Project

General

Profile

Bug #22779

Not escaped comma in GSI_DAEMON_NAME causing problems

Added by Marco Mambelli 6 months ago. Updated 4 months ago.

Status:
Closed
Priority:
High
Assignee:
Category:
Glidein
Target version:
Start date:
06/20/2019
Due date:
% Done:

0%

Estimated time:
First Occurred:
Occurs In:
Stakeholders:
Duration:

Description

GSI_DAEMON_NAME is used by the master daemon in the Glideins to authenticate.
The new UCSD DN has a comma (not present in previous DNs) which is not escaped in the GSI_DAEMON_NAME of the Glidein condor configuration.
The comma is normally a list separator, so this causes problems in the attribute in the configuration/classad
The problem affects only the master in the Glidein that cannot advertise itself to the collector (owned by the VO).
And it affects the ability to kill the glideins from the Frontend (glidein_off, limited debug use), the regular cycle and killing form the Factory (via schedd) are OK, so it is not an emergency

The startd in the Glidein uses a mapfile for authentication.
The suggestion is to use a mapfile also for the master, it may be a different one if the list of DN (currently in GSI_DAEMON_NAME) is different.

Make also sure that:
  • eliminating GSI_DAEMON_NAME and related config changes do not break anything
  • GSI_DAEMON_NAME is not used somewhere else (Frontend or Facotry). If it is it should be replaced w/ the mapfile or the content should be escaped to allow commas in the DN

Here the problem as reported by Edgar:

Indeed this is a wide scale problem. Since all pools at UCSD have the problems.
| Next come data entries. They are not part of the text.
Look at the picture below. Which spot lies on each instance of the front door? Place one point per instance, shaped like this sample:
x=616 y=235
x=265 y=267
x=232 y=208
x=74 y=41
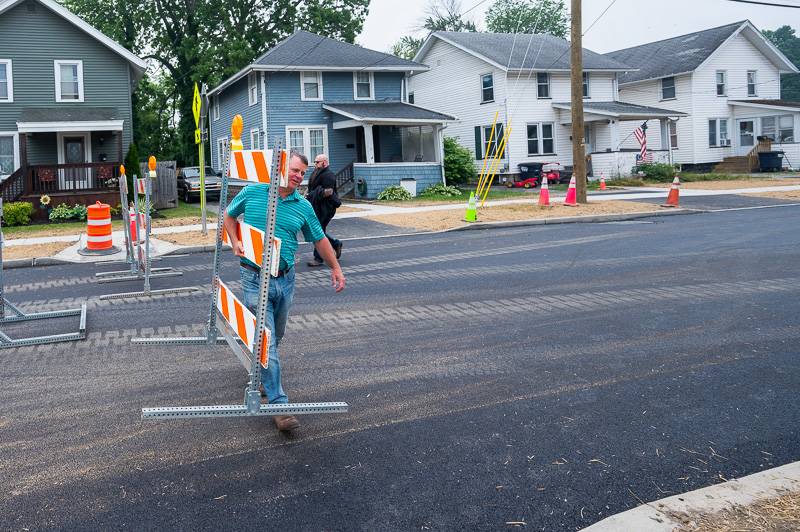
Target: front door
x=74 y=177
x=747 y=137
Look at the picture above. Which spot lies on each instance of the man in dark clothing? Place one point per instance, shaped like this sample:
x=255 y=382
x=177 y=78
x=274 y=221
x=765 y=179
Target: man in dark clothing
x=324 y=199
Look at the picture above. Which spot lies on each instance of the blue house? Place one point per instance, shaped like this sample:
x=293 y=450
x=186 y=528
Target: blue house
x=325 y=96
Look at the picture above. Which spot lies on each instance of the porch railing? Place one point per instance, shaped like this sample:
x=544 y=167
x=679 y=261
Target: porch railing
x=13 y=186
x=49 y=178
x=345 y=181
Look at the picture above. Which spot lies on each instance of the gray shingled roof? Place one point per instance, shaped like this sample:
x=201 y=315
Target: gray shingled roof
x=69 y=114
x=304 y=49
x=622 y=109
x=544 y=53
x=672 y=56
x=386 y=111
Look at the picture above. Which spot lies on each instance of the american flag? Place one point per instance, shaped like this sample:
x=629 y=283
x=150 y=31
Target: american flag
x=641 y=135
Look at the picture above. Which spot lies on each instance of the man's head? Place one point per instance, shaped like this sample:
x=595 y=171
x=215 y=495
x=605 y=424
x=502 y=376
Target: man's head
x=321 y=161
x=298 y=164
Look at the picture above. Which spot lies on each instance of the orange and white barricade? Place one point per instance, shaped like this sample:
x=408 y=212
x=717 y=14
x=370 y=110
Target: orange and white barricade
x=242 y=321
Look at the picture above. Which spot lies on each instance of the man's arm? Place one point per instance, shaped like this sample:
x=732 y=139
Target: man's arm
x=325 y=251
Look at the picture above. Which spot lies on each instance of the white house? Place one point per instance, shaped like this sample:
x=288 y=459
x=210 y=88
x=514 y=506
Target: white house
x=727 y=80
x=524 y=80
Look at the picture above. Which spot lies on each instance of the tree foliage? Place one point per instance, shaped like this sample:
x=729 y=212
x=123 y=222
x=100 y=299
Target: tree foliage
x=787 y=41
x=529 y=16
x=191 y=41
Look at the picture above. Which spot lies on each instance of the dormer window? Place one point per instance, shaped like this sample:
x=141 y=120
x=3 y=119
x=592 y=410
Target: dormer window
x=722 y=85
x=69 y=81
x=311 y=86
x=668 y=88
x=6 y=81
x=487 y=88
x=363 y=86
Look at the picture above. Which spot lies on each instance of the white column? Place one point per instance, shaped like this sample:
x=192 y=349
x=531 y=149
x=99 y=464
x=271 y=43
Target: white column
x=369 y=143
x=613 y=126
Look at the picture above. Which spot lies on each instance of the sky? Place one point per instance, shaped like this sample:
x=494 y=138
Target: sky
x=627 y=23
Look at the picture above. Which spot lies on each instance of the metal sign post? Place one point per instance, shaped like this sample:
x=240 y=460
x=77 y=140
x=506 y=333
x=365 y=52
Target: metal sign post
x=16 y=315
x=141 y=264
x=249 y=347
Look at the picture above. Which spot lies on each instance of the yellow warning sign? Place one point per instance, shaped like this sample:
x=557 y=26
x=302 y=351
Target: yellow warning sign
x=196 y=103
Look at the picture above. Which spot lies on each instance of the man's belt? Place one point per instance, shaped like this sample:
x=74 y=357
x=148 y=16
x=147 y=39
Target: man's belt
x=256 y=269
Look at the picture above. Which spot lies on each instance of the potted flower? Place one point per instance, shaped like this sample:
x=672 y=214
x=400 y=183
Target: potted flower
x=44 y=201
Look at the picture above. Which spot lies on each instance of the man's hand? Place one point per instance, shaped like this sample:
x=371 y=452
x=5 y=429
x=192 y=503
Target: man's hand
x=337 y=279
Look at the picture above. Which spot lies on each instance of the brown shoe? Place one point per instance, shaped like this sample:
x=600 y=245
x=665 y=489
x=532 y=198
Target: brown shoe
x=286 y=423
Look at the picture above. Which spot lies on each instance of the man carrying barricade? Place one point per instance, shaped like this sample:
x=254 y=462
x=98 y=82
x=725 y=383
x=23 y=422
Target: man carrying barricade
x=294 y=214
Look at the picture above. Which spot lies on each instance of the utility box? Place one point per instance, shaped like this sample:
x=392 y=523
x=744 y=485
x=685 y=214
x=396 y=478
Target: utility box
x=410 y=185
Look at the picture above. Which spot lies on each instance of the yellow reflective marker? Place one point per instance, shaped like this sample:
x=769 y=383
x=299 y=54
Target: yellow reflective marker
x=196 y=103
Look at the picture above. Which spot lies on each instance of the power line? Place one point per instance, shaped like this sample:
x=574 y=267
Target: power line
x=764 y=3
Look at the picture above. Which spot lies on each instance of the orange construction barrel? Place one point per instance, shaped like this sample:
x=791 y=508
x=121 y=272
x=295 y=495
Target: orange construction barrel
x=98 y=228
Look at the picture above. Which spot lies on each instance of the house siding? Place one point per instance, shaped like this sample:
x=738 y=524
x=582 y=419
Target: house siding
x=33 y=40
x=453 y=86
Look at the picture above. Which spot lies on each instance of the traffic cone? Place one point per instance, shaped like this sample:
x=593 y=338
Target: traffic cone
x=572 y=194
x=544 y=193
x=674 y=193
x=472 y=211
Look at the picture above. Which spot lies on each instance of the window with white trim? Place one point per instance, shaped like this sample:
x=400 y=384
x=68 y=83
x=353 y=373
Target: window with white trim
x=255 y=139
x=722 y=83
x=252 y=88
x=542 y=85
x=718 y=132
x=222 y=145
x=540 y=138
x=668 y=88
x=487 y=88
x=6 y=81
x=8 y=154
x=673 y=134
x=308 y=140
x=751 y=83
x=311 y=86
x=69 y=81
x=363 y=86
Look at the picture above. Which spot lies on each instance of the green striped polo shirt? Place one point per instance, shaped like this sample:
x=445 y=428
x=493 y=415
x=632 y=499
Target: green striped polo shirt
x=294 y=214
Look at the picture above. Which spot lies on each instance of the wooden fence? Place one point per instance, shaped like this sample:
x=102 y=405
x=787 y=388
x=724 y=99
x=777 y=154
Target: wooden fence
x=165 y=188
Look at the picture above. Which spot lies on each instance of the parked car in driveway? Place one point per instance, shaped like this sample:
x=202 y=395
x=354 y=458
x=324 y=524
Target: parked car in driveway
x=189 y=183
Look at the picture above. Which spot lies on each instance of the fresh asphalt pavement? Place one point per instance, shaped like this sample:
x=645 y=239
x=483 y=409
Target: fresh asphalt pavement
x=551 y=375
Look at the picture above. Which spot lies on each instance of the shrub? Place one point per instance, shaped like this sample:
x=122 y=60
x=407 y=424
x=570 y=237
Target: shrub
x=441 y=190
x=17 y=213
x=459 y=164
x=394 y=193
x=656 y=171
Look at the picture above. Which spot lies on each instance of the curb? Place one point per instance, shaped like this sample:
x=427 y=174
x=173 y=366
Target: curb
x=577 y=219
x=666 y=514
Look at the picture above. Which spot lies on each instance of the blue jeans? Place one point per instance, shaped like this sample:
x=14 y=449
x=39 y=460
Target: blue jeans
x=281 y=293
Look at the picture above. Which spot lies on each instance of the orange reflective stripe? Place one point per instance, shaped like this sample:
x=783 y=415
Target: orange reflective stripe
x=241 y=327
x=240 y=166
x=258 y=245
x=223 y=295
x=262 y=172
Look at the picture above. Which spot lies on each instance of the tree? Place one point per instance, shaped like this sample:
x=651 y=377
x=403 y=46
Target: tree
x=789 y=43
x=529 y=16
x=440 y=15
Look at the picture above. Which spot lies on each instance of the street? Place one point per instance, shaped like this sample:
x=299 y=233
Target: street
x=545 y=375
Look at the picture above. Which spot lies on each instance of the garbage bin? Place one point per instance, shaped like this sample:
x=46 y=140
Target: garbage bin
x=410 y=184
x=528 y=170
x=770 y=161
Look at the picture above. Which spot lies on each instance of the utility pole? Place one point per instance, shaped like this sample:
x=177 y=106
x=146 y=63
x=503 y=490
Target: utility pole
x=576 y=61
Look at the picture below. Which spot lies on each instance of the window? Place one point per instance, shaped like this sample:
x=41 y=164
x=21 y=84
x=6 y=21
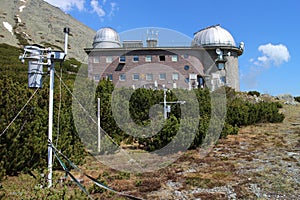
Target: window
x=148 y=58
x=174 y=58
x=162 y=76
x=122 y=77
x=162 y=58
x=149 y=77
x=223 y=79
x=120 y=67
x=175 y=76
x=187 y=80
x=109 y=59
x=221 y=65
x=96 y=59
x=135 y=58
x=122 y=59
x=97 y=77
x=186 y=56
x=110 y=77
x=135 y=77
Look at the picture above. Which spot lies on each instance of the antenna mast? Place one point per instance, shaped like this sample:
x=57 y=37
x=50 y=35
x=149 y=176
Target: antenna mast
x=36 y=54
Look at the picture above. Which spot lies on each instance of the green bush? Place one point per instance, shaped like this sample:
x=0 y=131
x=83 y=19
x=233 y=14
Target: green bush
x=252 y=93
x=297 y=99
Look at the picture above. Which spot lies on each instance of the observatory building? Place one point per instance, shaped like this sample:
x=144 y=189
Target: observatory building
x=210 y=60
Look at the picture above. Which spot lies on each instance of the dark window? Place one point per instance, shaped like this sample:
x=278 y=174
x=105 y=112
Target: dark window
x=162 y=58
x=120 y=67
x=135 y=58
x=110 y=77
x=162 y=76
x=135 y=77
x=122 y=59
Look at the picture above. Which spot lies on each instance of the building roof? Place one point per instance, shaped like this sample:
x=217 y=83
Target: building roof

IT is not only limited to NIKHEF. We looked at a pilot at UCSD and it has same problems in the master log:

06/12/19 10:16:45 (pid:45400) ERROR: AUTHENTICATE:1003:Failed to authenticate with any method|AUTHENTICATE:1004:Failed to authenticate using GSI|GSI:5006:Failed to authenticate because the subject '/DC=org/DC=incommon/C=US/ST=CA/L=La Jolla/O=University of California, San Diego/OU=UCSD/CN=osg-ligo-1.t2.ucsd.edu' is not currently trusted by you.  If it should be, add it to GSI_DAEMON_NAME or undefine GSI_DAEMON_NAME.
06/12/19 10:16:45 (pid:45400) CCBListener: connection to CCB server osg-ligo-1.t2.ucsd.edu:9630 failed; will try to reconnect in 60 seconds.
06/12/19 10:17:46 (pid:45400) SECMAN: required authentication with collector osg-ligo-1.t2.ucsd.edu:9630 failed, so aborting command CCB_REGISTER.
06/12/19 10:17:46 (pid:45400) ERROR: AUTHENTICATE:1003:Failed to authenticate with any method|AUTHENTICATE:1004:Failed to authenticate using GSI|GSI:5006:Failed to authenticate because the subject '/DC=org/DC=incommon/C=US/ST=CA/L=La Jolla/O=University of California, San Diego/OU=UCSD/CN=osg-ligo-1.t2.ucsd.edu' is not currently trusted by you.  If it should be, add it to GSI_DAEMON_NAME or undefine GSI_DAEMON_NAME.
06/12/19 10:17:46 (pid:45400) CCBListener: connection to CCB server osg-ligo-1.t2.ucsd.edu:9630 failed; will try to reconnect in 60 seconds.
06/12/19 10:18:30 (pid:45400) The DaemonShutdown expression "(STARTD_StartTime =?= 0)" evaluated to TRUE: starting graceful shutdown
06/12/19 10:18:30 (pid:45400) Got SIGTERM. Performing graceful shutdown.
06/12/19 10:18:30 (pid:45400) SECMAN: required authentication with collector osg-ligo-1.t2.ucsd.edu:9622 failed, so aborting command INVALIDATE_MASTER_ADS.
06/12/19 10:18:30 (pid:45400) ERROR: AUTHENTICATE:1003:Failed to authenticate with any method|AUTHENTICATE:1004:Failed to authenticate using GSI|GSI:5006:Failed to authenticate because the subject '/DC=org/DC=incommon/C=US/ST=CA/L=La Jolla/O=University of California, San Diego/OU=UCSD/CN=osg-ligo-1.t2.ucsd.edu' is not currently trusted by you.  If it should be, add it to GSI_DAEMON_NAME or undefine GSI_DAEMON_NAME.
06/12/19 10:18:30 (pid:45400) Failed to send update to collector osg-ligo-1.t2.ucsd.edu:9622.
06/12/19 10:18:30 (pid:45400) All daemons are gone.  Exiting.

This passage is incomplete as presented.